The Forest House
“I tell you this—whatever madness came on Lhiannon at her ending, I will not allow it to destroy all that we have labored so hard to build!” He sighed. “There is no help for it. We shall have to choose again. There is a precedent; old Helve tried to pass her power to—what was her name?—that poor mad girl who died. And then the Council chose Lhiannon.”
“You would like that, wouldn’t you!” Caillean began, but Eilan, who had been silent for so long the Arch-Druid had almost forgotten she was there, got to her feet suddenly.
“Not until after the ordeal!” she said loudly. Spots of color flamed in her cheeks as the other two stared at her. “They named a new High Priestess after the chosen one failed to carry the power of the Goddess in the ritual, didn’t they? What kind of talk do you think there will be if I do not even attempt it? Everyone in Vernemeton knows that Lhiannon chose me.”

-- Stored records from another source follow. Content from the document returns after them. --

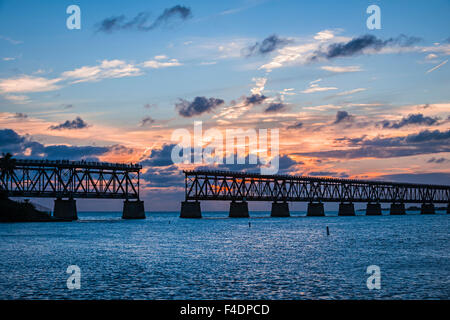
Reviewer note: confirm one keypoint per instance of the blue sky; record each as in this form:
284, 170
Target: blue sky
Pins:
113, 81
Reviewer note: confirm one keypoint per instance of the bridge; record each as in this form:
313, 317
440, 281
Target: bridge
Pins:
66, 180
280, 189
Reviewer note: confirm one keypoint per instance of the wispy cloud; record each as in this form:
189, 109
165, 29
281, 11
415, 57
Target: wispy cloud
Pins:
349, 92
314, 87
141, 21
26, 83
78, 123
10, 40
438, 66
342, 69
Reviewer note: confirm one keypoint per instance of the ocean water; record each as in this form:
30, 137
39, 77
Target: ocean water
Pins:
165, 257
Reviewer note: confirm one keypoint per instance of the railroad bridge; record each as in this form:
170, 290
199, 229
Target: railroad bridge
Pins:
66, 180
281, 189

“But the danger!” exclaimed Caillean.
“Do you think the Goddess will strike me dead? If what I did was such a sin, then She is welcome to do so!” Eilan exclaimed. “But if I survive, you will know that She has chosen me indeed!”

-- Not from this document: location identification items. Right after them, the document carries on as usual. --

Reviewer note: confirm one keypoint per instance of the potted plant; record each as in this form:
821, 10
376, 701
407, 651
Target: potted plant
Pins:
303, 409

“And what do you propose that we should do with you if you live?” he said acidly. “Your condition will be showing soon, and the Romans will have a good laugh when they see our High Priestess wallowing around with a belly like a pregnant cow!”

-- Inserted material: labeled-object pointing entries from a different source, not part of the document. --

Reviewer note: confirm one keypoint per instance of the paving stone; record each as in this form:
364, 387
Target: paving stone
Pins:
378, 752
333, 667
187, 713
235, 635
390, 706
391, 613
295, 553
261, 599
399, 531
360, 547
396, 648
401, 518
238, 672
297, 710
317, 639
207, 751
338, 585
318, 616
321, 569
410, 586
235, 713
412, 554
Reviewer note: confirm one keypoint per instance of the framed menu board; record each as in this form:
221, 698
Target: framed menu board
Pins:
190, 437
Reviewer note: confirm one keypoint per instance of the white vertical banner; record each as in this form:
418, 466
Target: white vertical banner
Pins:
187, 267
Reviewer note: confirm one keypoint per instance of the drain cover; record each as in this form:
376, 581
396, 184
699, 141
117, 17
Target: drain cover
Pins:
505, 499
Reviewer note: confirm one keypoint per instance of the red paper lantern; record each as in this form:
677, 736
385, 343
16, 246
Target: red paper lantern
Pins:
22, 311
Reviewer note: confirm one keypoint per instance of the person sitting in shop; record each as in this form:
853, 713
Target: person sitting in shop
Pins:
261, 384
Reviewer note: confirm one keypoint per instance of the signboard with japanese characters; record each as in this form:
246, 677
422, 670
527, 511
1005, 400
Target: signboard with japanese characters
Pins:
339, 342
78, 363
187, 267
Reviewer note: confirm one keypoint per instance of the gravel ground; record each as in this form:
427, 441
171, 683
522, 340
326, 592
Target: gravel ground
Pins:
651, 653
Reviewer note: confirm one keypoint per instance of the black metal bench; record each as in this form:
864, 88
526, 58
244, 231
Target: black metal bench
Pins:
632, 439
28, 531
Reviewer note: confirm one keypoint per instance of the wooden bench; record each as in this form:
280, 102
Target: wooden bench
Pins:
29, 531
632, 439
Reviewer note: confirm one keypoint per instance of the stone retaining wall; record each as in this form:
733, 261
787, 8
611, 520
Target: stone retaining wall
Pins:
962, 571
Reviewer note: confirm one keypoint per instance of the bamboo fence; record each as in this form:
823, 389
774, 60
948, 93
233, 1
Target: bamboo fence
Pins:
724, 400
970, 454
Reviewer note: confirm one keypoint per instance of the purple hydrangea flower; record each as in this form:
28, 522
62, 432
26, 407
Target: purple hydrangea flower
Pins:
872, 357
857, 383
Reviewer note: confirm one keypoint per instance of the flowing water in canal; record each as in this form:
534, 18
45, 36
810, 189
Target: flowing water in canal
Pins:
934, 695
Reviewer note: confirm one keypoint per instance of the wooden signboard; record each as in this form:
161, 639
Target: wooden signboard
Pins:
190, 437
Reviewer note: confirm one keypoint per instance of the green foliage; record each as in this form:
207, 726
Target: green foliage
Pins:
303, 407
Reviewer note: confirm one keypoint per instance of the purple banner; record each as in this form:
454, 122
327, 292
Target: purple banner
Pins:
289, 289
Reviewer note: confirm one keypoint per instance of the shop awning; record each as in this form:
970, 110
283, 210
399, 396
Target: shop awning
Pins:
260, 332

“Lhiannon thought of a way,” said Eilan. “It was the last thing she said to me. Once the ritual is over, Dieda must take my place and you must pretend that it is she who had to be sent away. You yourself cannot tell us apart, Grandfather, and you have known us both since we were babies!”
Ardanos eyed her narrowly, calculation spinning in his brain. The wretched child might indeed have solved their problem. If the ritual killed her, as was most likely, they would have every right to choose her successor, and if Eilan died in childbirth, Dieda would already be in place, ready to take over with no one the wiser. They would do well enough, he told himself, with either girl, for neither would ever think herself quite secure in her office. If the High Priestess needed the support of the priesthood, she would do what she was told.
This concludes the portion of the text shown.